Better Roads Staff
Speeding Up Time
The multiple values of accelerated bridge replacement
The cost of user delays in an era of unbridled traffic congestion is driving today’s fast-paced bridge erection technology, and it’s being encouraged by the Federal Highway Administration (FHWA) in partnership with active state DOTs.
Those state DOTs are accelerating bridge replacement via use of prefabricated bridge components that are either placed on site, or assembled on site into a superstructure and then installed in one swift action.
The fast-tracking of bridge replacement via prefab sections is only one of a series of major advancements happening in bridge technology. Others include:
* Fiber-reinforced polymer (FRP) composites continue their inroads into bridge design, at the expense of precast concrete and lightweight aggregate. Three new design themes emerged in 2011 as focus areas for the American Association of State Highway and Transportation Officials (AASHTO) Subcommittee on Bridges and Structures: rigidified FRP tube arches, hybrid composite beams, and reinforced thermoplastics technology.
* The growing acceptance of self-consolidating concrete (SCC) is making erection of conventional precast, post-tensioned structures – and those using FRP components – easier as they greatly reduce the need to vibrate concrete mixes into complex steel reinforcement, either in-plant for precast, or on site for poured-in-place.

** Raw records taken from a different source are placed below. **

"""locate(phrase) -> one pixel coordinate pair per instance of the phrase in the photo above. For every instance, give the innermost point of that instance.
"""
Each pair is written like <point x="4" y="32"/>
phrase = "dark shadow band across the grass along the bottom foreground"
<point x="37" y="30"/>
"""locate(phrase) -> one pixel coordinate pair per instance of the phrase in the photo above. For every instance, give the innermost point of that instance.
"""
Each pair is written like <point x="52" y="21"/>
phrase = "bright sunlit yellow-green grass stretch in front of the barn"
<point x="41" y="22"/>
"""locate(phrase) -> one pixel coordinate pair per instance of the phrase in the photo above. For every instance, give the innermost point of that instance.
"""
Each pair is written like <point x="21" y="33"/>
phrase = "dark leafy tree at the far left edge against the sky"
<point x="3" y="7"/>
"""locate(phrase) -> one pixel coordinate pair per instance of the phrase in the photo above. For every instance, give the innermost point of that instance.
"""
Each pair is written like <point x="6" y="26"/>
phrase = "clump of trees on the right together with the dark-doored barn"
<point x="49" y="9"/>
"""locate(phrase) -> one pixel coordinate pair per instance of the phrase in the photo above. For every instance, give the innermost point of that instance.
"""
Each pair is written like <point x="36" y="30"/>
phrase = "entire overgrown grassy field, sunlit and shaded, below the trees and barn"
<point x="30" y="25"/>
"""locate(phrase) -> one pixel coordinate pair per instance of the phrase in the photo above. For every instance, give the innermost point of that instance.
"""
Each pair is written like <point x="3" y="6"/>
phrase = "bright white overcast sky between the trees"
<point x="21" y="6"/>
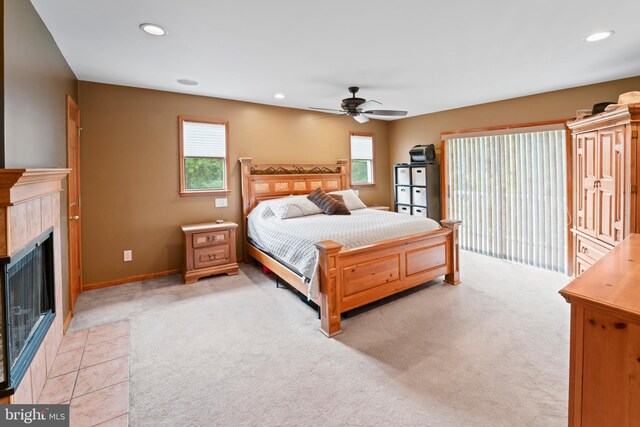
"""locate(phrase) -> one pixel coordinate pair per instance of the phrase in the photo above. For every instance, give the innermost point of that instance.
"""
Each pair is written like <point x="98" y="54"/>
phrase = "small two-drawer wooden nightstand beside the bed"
<point x="208" y="249"/>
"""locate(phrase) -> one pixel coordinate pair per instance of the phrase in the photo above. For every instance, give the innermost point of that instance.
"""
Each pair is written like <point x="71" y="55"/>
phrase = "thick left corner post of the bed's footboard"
<point x="329" y="287"/>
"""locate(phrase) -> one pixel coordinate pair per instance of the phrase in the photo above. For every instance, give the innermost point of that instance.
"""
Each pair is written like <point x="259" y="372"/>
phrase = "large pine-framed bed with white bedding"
<point x="358" y="268"/>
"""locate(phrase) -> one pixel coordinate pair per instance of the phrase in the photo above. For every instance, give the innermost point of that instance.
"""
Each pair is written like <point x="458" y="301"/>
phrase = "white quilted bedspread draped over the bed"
<point x="292" y="240"/>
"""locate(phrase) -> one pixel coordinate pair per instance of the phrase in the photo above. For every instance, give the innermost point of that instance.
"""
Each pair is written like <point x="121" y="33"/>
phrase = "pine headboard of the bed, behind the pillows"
<point x="270" y="181"/>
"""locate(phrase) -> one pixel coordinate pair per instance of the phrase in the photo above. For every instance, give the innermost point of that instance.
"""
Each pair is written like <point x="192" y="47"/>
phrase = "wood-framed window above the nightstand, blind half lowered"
<point x="204" y="166"/>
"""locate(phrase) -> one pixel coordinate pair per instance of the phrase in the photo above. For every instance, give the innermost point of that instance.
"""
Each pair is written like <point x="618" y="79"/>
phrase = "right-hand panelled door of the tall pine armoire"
<point x="610" y="184"/>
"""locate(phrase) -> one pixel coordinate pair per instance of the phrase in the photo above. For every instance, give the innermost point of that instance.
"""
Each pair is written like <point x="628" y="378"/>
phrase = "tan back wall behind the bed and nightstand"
<point x="130" y="172"/>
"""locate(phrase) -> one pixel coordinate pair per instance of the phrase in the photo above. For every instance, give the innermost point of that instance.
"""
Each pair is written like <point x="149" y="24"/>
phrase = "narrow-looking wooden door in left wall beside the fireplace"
<point x="73" y="192"/>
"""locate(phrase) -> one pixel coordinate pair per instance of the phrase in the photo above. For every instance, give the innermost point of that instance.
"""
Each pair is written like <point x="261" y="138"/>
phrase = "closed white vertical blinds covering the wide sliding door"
<point x="510" y="191"/>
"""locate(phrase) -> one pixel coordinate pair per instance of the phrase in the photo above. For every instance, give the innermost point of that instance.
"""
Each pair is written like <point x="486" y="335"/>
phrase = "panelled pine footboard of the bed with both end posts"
<point x="351" y="278"/>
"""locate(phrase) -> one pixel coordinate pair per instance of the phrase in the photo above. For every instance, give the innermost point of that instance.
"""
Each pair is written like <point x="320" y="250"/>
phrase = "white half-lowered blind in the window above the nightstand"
<point x="204" y="139"/>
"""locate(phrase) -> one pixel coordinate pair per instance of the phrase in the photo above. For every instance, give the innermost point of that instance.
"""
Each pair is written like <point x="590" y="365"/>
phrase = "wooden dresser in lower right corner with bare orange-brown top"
<point x="604" y="378"/>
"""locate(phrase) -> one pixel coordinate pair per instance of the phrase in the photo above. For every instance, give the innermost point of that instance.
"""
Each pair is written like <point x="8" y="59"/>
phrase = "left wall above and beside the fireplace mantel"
<point x="37" y="79"/>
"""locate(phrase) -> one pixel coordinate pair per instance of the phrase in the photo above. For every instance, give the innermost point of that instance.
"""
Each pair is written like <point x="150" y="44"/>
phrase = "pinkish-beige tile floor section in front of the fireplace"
<point x="91" y="373"/>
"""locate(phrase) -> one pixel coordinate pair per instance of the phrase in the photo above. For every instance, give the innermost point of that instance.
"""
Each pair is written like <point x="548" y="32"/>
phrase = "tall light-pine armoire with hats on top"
<point x="605" y="183"/>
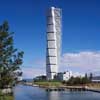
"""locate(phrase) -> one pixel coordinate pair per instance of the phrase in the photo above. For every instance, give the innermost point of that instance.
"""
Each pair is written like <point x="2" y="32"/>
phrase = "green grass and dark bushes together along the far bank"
<point x="41" y="81"/>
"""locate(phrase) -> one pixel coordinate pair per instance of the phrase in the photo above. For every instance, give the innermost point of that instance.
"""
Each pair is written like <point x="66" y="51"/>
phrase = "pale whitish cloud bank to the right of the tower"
<point x="82" y="60"/>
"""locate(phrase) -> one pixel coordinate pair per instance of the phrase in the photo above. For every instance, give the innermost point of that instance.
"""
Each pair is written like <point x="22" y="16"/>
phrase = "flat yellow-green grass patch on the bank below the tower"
<point x="48" y="83"/>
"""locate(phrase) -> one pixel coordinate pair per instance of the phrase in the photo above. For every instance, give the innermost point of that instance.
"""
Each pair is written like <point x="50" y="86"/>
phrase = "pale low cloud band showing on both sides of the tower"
<point x="78" y="63"/>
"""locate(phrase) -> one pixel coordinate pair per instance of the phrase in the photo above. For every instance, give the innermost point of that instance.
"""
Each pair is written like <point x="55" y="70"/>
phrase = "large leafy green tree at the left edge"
<point x="10" y="58"/>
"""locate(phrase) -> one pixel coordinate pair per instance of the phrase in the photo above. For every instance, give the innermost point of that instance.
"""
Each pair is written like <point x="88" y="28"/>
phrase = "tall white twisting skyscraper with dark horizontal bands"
<point x="53" y="42"/>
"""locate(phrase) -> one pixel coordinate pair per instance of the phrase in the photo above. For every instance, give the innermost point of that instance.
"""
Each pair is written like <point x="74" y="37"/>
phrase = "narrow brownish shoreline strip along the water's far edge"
<point x="87" y="87"/>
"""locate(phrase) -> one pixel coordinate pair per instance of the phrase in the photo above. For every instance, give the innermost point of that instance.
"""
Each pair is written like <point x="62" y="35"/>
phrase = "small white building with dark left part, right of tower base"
<point x="64" y="76"/>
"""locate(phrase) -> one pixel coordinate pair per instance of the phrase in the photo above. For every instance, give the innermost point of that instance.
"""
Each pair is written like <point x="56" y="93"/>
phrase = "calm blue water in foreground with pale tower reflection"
<point x="35" y="93"/>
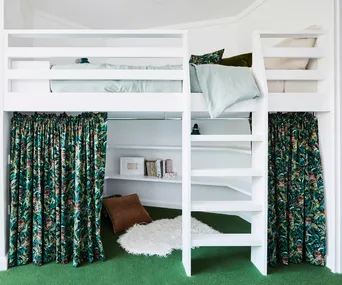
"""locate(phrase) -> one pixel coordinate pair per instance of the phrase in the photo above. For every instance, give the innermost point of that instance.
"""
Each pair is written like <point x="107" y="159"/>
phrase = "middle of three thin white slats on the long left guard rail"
<point x="103" y="52"/>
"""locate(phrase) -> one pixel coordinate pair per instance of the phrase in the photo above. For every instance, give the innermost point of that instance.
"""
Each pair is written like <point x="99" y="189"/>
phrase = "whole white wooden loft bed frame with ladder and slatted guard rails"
<point x="186" y="104"/>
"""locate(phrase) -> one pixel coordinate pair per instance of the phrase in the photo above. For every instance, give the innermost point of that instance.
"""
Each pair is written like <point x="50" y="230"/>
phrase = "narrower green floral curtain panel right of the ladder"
<point x="297" y="229"/>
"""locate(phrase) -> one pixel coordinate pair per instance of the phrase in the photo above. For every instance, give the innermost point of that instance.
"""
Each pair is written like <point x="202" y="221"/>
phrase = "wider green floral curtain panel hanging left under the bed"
<point x="56" y="182"/>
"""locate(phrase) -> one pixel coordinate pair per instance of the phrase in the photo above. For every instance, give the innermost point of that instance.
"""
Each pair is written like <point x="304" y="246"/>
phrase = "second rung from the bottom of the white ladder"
<point x="226" y="206"/>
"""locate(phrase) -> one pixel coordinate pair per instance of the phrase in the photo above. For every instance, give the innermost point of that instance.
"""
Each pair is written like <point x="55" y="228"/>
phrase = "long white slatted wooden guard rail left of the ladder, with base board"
<point x="33" y="100"/>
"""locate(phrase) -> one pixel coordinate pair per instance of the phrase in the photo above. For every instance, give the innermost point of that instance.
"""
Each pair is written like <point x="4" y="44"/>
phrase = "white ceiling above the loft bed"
<point x="138" y="14"/>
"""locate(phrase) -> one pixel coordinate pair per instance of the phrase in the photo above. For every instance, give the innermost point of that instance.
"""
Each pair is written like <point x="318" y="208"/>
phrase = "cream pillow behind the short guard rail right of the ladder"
<point x="292" y="63"/>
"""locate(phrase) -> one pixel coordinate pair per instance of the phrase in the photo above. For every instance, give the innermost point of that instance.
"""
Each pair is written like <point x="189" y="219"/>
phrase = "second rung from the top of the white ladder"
<point x="221" y="172"/>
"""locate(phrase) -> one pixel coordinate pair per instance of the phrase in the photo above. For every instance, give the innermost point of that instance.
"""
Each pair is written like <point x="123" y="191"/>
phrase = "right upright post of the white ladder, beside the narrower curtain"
<point x="260" y="159"/>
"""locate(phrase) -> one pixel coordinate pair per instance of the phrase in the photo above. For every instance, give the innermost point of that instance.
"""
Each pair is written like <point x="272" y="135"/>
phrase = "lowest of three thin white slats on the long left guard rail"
<point x="95" y="74"/>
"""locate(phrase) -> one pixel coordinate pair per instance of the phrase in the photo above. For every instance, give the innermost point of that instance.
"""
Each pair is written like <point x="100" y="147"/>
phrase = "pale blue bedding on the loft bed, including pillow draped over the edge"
<point x="222" y="86"/>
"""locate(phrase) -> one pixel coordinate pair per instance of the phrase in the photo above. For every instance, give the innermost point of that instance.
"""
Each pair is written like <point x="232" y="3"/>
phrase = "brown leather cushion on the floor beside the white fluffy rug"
<point x="125" y="212"/>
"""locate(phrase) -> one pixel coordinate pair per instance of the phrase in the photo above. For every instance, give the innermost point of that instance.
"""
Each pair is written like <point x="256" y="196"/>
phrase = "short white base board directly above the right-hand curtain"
<point x="298" y="102"/>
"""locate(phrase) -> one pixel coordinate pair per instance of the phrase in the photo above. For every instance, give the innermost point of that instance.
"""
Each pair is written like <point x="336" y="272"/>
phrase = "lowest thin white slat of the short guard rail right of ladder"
<point x="295" y="75"/>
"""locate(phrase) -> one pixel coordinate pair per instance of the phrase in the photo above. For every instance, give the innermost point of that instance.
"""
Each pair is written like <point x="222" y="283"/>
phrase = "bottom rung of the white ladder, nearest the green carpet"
<point x="225" y="240"/>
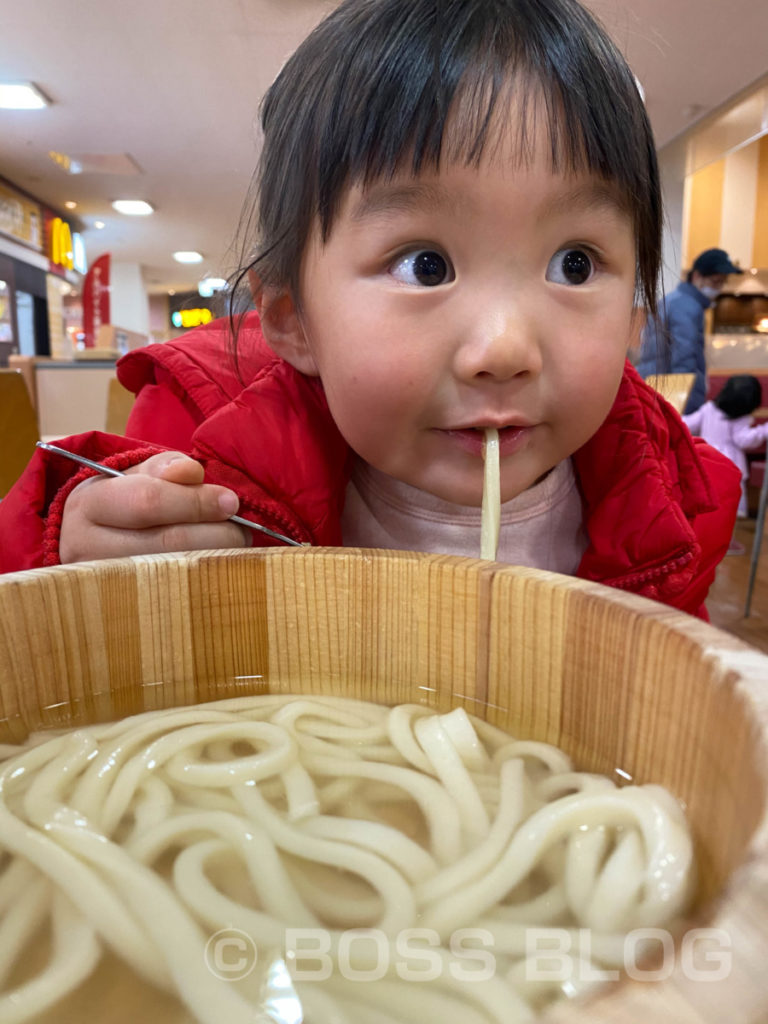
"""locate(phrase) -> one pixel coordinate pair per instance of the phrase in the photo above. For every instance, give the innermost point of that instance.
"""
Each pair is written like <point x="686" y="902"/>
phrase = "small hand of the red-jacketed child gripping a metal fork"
<point x="160" y="505"/>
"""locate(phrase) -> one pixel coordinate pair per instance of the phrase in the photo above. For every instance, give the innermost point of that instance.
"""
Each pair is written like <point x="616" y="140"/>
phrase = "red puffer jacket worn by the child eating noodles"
<point x="660" y="505"/>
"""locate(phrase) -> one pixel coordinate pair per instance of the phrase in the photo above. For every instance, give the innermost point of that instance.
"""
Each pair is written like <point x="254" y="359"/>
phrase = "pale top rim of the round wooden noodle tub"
<point x="742" y="909"/>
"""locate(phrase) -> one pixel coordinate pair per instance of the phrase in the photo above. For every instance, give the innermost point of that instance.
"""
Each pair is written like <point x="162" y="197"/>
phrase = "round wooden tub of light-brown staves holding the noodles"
<point x="617" y="681"/>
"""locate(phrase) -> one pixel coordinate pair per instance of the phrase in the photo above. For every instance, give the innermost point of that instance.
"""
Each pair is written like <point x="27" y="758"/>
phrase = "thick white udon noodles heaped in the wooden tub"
<point x="331" y="818"/>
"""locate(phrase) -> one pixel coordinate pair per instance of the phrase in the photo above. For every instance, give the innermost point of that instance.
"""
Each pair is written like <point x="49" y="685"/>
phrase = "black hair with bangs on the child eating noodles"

* Both precast and cast-in-place concrete proponents look forward to concrete-grade coal fly ash escaping designation as a “hazardous waste” as sought by the Environmental Protection Agency (EPA). The classification of fly ash as hazardous waste could introduce chaos into the production of high-performance concrete for bridges.
Every Day Counts
Fast-paced bridge replacement using precast components is a high priority for FHWA and is a critical part of its Every Day Counts (EDC) initiative.
“Every Day Counts reflects a new sense of urgency we bring to our work,” said FHWA Deputy Administrator Greg Nadeau at the second International Warm Mix Conference in St. Louis in October (warm mix asphalt also is being promoted through the EDC program).
EDC aims to make highway and bridge building more efficient and effective, Nadeau said. “FHWA doesn’t deliver projects; we support our partners who support a more effective delivery of the federal-aid highway program.”
That includes fast replacement of bridges by use of what FHWA calls prefabricated bridge elements and systems (PBES) technology, he said. “As a result, bridges are built faster, and with much less disruption to the traveling public and, importantly, to commerce,” Nadeau said. “These techniques and technologies are going to have to be deployed, especially in areas that are experiencing significant congestion. We want to rapidly deploy technology that makes sense.”
With prefabricated bridge elements and systems, many time-consuming construction tasks no longer need to be done sequentially in work zones, FHWA says.
These PBES superstructures are assembled adjacent to or away from the jobsite to limit construction in the right-of-way, as is the conventional practice. “An old bridge can be demolished, while the new bridge elements are built at the same time offsite, under controlled conditions, then brought to the project location ready to erect,” FHWA says.